GENEL KURUL KONUŞMASI
Konu: Saadet Partisi Grubu önerisi münasebetiyle
Yasama Yılı:2
Birleşim:9
Tarih:18.10.2023

YEŞİL SOL PARTİ GRUBU ADINA HALİDE TÜRKOĞLU (Diyarbakır) - Sayın Başkan, değerli milletvekilleri; konuşmama başlamadan önce, İsrail'in Gazze'de bir hastaneye düzenlediği hava saldırısı sonucu yaşamını yitirenlere Allah'tan rahmet diliyor, Orta Doğu halklarının da başı sağ olsun diyorum ve bir kez daha, partimiz adına bu katliamı kınadığımızı, lanetlediğimiz belirtmek isterim.

Filistin halkının özgürlük mücadelesini ilk günden beri savunduk ve savunmaya devam edeceğiz. Sivillere yönelik dün akşam gerçekleştirilen katliam bir savaş suçudur, insanlık suçudur demeye devam edeceğiz.

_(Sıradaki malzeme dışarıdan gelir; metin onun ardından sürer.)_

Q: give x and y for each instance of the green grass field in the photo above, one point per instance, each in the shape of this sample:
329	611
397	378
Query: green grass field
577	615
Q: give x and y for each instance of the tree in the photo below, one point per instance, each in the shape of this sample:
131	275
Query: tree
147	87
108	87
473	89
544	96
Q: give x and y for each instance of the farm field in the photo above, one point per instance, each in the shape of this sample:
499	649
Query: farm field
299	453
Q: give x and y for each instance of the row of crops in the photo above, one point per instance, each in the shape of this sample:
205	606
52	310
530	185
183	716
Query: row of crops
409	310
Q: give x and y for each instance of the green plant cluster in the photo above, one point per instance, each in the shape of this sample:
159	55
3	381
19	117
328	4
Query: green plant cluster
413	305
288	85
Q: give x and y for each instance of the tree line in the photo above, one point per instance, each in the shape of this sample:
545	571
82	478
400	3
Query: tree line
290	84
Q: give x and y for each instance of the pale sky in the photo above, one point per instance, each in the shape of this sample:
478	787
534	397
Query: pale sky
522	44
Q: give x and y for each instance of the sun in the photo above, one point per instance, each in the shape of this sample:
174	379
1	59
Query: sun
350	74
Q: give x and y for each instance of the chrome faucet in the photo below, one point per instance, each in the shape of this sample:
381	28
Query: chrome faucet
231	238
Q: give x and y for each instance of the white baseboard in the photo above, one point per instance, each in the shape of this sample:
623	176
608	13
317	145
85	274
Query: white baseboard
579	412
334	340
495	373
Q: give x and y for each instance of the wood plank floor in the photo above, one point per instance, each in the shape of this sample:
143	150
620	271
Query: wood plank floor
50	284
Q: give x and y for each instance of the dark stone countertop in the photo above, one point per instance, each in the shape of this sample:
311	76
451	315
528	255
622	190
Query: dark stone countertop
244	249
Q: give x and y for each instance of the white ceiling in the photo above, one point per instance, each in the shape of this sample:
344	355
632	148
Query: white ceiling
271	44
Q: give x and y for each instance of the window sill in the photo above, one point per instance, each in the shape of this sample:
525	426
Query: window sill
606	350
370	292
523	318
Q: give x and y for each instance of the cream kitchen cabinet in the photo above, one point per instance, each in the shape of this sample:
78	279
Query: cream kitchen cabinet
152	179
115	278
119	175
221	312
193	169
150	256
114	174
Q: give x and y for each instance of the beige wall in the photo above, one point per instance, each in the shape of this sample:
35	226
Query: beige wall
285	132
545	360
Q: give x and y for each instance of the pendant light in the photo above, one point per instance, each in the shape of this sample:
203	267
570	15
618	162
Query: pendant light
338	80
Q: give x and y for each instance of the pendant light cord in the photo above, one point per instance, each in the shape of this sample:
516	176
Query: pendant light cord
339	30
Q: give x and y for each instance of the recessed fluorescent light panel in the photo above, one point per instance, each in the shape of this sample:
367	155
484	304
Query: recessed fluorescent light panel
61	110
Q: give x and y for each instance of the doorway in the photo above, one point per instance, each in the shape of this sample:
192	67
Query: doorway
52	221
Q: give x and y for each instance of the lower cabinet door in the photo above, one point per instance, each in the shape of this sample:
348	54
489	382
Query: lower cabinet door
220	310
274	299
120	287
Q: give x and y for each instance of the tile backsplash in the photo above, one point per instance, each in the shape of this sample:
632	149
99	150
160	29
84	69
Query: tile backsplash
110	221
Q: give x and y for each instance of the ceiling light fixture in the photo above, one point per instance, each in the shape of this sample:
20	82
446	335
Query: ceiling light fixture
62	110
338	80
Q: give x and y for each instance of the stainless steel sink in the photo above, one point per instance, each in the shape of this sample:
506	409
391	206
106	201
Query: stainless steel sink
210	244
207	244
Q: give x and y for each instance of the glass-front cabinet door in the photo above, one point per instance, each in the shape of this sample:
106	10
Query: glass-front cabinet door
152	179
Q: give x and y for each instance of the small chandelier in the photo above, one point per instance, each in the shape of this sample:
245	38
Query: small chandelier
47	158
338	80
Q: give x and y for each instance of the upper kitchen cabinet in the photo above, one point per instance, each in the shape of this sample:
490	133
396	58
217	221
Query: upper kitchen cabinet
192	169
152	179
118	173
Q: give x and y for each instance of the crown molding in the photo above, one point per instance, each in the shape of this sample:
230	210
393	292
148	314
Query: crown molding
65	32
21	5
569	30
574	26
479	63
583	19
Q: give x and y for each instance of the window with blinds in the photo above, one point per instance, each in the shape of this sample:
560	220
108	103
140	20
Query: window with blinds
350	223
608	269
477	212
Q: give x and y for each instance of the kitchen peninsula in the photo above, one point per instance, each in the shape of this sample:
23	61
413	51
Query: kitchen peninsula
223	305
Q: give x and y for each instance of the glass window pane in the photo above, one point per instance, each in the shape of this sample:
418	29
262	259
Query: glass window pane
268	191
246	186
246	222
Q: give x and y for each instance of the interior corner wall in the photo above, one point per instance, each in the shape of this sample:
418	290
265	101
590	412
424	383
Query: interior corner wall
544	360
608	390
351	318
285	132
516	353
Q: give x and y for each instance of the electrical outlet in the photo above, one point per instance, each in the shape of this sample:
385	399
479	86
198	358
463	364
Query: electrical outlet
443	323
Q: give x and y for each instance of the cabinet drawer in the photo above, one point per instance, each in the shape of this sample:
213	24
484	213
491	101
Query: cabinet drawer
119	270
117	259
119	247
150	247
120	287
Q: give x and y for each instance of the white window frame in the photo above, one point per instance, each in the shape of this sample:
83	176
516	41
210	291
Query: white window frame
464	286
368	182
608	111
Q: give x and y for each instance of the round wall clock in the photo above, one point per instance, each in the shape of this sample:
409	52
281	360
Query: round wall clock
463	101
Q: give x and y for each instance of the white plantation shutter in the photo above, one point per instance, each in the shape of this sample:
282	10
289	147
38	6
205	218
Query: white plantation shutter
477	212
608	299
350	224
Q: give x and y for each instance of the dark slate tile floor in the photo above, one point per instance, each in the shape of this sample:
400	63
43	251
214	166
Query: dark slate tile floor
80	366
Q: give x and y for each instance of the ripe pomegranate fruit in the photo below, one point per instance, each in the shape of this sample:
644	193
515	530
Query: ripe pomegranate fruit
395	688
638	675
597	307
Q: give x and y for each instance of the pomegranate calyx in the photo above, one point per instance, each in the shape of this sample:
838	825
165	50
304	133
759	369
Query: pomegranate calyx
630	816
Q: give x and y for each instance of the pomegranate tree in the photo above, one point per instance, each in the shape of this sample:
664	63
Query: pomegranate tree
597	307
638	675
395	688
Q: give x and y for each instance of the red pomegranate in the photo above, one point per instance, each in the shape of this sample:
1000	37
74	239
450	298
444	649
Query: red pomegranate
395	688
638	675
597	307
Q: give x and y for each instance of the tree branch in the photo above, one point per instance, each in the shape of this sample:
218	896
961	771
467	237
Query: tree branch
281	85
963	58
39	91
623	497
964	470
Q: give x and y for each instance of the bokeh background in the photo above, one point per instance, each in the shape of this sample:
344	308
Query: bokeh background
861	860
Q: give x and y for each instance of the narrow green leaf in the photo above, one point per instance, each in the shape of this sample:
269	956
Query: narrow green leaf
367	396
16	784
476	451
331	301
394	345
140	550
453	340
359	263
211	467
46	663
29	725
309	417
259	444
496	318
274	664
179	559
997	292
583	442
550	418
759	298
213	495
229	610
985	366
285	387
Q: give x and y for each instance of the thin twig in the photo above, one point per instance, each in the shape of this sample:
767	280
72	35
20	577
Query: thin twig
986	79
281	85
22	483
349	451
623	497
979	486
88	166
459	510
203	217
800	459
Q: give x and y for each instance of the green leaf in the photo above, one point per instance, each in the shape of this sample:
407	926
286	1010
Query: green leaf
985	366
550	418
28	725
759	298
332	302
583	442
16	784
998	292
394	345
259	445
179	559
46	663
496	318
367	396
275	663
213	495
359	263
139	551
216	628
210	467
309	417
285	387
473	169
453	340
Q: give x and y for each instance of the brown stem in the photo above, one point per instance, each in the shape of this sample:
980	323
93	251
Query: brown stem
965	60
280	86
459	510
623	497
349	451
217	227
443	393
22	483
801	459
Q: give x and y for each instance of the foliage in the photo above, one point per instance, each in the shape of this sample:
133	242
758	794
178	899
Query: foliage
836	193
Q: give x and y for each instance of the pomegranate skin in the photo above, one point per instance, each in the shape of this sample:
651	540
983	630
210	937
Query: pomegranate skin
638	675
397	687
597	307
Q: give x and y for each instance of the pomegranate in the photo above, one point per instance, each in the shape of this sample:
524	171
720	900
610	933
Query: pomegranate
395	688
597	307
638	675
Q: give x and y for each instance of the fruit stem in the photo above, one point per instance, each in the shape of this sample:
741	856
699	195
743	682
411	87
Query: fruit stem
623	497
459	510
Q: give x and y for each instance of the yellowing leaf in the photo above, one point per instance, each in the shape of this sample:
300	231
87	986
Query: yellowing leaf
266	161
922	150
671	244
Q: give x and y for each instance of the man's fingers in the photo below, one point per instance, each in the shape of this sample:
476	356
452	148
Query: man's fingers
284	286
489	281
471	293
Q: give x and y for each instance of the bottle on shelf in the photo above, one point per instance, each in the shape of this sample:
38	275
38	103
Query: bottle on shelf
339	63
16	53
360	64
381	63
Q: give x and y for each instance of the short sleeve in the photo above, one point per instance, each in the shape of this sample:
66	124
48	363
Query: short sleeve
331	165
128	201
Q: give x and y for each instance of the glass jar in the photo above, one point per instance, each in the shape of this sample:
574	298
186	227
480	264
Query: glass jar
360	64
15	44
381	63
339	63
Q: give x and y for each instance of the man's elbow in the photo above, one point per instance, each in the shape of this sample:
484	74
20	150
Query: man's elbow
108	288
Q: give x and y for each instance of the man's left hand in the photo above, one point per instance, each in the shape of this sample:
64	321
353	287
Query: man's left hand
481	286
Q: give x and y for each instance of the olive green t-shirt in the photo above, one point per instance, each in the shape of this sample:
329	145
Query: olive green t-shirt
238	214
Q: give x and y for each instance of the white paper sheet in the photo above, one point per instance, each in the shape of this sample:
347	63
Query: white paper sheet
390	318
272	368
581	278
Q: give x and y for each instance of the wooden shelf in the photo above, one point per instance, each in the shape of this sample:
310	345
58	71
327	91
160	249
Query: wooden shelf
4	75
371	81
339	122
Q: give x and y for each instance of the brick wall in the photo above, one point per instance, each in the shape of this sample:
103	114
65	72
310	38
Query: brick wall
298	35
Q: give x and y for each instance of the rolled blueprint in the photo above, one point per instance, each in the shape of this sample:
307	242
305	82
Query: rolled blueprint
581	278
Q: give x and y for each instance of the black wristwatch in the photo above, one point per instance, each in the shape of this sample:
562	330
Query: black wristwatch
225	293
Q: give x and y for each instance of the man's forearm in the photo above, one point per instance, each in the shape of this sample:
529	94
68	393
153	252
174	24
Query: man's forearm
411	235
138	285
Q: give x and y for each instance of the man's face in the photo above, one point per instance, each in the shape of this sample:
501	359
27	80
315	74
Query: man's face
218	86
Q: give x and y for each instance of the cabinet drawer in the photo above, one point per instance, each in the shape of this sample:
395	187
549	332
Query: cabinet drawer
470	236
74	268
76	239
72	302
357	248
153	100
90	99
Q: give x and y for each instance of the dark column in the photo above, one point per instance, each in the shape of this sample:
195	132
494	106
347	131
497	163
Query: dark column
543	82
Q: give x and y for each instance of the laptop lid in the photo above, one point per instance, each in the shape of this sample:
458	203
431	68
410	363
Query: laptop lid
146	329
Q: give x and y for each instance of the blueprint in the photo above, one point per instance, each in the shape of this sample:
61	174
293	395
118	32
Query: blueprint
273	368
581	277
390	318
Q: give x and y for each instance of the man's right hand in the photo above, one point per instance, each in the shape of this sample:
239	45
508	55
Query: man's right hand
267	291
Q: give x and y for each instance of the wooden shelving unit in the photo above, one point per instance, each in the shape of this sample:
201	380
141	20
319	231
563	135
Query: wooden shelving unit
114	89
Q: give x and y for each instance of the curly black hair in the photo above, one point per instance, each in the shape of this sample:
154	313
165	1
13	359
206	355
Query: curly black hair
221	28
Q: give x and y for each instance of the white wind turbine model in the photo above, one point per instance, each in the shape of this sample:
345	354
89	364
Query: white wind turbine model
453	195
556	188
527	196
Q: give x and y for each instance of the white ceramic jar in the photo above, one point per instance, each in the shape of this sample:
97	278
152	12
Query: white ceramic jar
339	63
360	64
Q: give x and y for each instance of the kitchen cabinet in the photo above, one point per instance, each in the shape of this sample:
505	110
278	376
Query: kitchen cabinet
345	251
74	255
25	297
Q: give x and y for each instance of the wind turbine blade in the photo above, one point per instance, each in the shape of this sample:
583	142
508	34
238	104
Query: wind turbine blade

Biliyorsunuz, 7 Ekimden bu yana binlerce insan yaşamını yitirdi, katliamlar gerçekleşiyor, insanlık suçu işleniyor, savaş suçları işleniyor. Elbette ki bu katliam son birkaç gün içerisinde gerçekleşmedi, aslında yüz yıla yakındır, Orta Doğu topraklarında, ulus devlet temelli gelişen, neredeyse kendi içindeki halklarla barışamayan bir sistem inşa edildi. Bu sistemle ne yazık ki başta İsrail devleti olmak üzere Orta Doğu'da birçok devlette, kendi halkıyla barışamayan, yeri geldiğinde mezhepçilikle, yeri geldiğinde milliyetçilikle, yeri geldiğinde ırkçılıkla, tam da o militarist politikaları hayata geçirmek için bir savaş coğrafyası inşa ediliyor ve inşa edilmek üzere de kararlar alınıyor. Eğer ki bugün biz Filistin'de yaşanan bu katliamlara karşı çıkıyorsak diğer topraklarda kendimizin üretmiş olduğu ayrımcılığa dayalı bakış açımızı da sorgulamamız gerekiyor. Bu şu demek: Hakikat nedir? Hakikatler nasıl çarpıtılır? Bugün İsrail Devleti Filistin'i bombalarken aslında bin bir türlü yalan bin bir türlü senaryo çizebilir ama bizler, özellikle Orta Doğu halklarında yaşayan kesimler bu gerçekliği çok iyi biliyoruz. Bazen katliama uğrarız, orada o katliama ne derler? "Biz terörist katlettik." derler. Bir çocuk terörist olarak ilan edilebilir, bir kadın terörist olarak ilan edilebilir, 70 yaşındaki bir nine terörist olarak ilan edilebilir; bunu İsrail Devleti de yapıyor, bunu Türkiye devleti de yapıyor, bunu Orta Doğu'daki bütün ulus devletler ne yazık ki yapıyor, bir politika hâline getiriyor. O yönüyle, biz Filistin halkıyla dayanışırken onurlu bir barışı savunuyoruz. Onurlu barışı savunurken de ülke devletlerine çağrımız elbette ki var: Savaş rejiminden vazgeçin, savaş politikalarına destek vermekten vazgeçin; bugün İsrail devletine karşı yapılacak olan yaptırımları ele alırken halkların barışını esas almak üzerinden politikalar geliştirin diyoruz. Yani bir yandan İsrail'in yaptığı katliamlara karşı çıkarken ama bir yandan Rojava'da, Şengal'de, Mahmur'da nelerin yaşandığını da aslında bilmemiz gerekiyor. Buna dair savaş politikalarından vazgeçilmesini istiyoruz demiştik ki dün burada bir savaş tezkeresi onaylandı; bu, aslında, tam da savaşa karşı onurlu bir barışı savunmaktan ziyade savaş kararlarında ısrar etmek demektir.

(Mikrofon otomatik cihaz tarafından kapatıldı)

BAŞKAN - Buyurun, tamamlayın Sayın Türkoğlu.

HALİDE TÜRKOĞLU (Devamla) - O yönüyle son kez şunu söylüyorum: Orta Doğu'da, özellikle başta dünya halkları olmak üzere, bu savaşların son bulabilmesi için halkların birlikte yaşamını savunmak gerekiyor, onurlu bir barışı savunmak gerekiyor. Buna dair kararları... Bu Meclis de dâhil olmak üzere dünyanın bütün meclislerinde savaşa karşı aslında tek ses olmamız lazım ve bu tek sesi hayata geçirirken de çok renkliliğe, farklılıklara saygı duyup savaş rejimlerini ortadan kaldırmamız gerekiyor diyorum.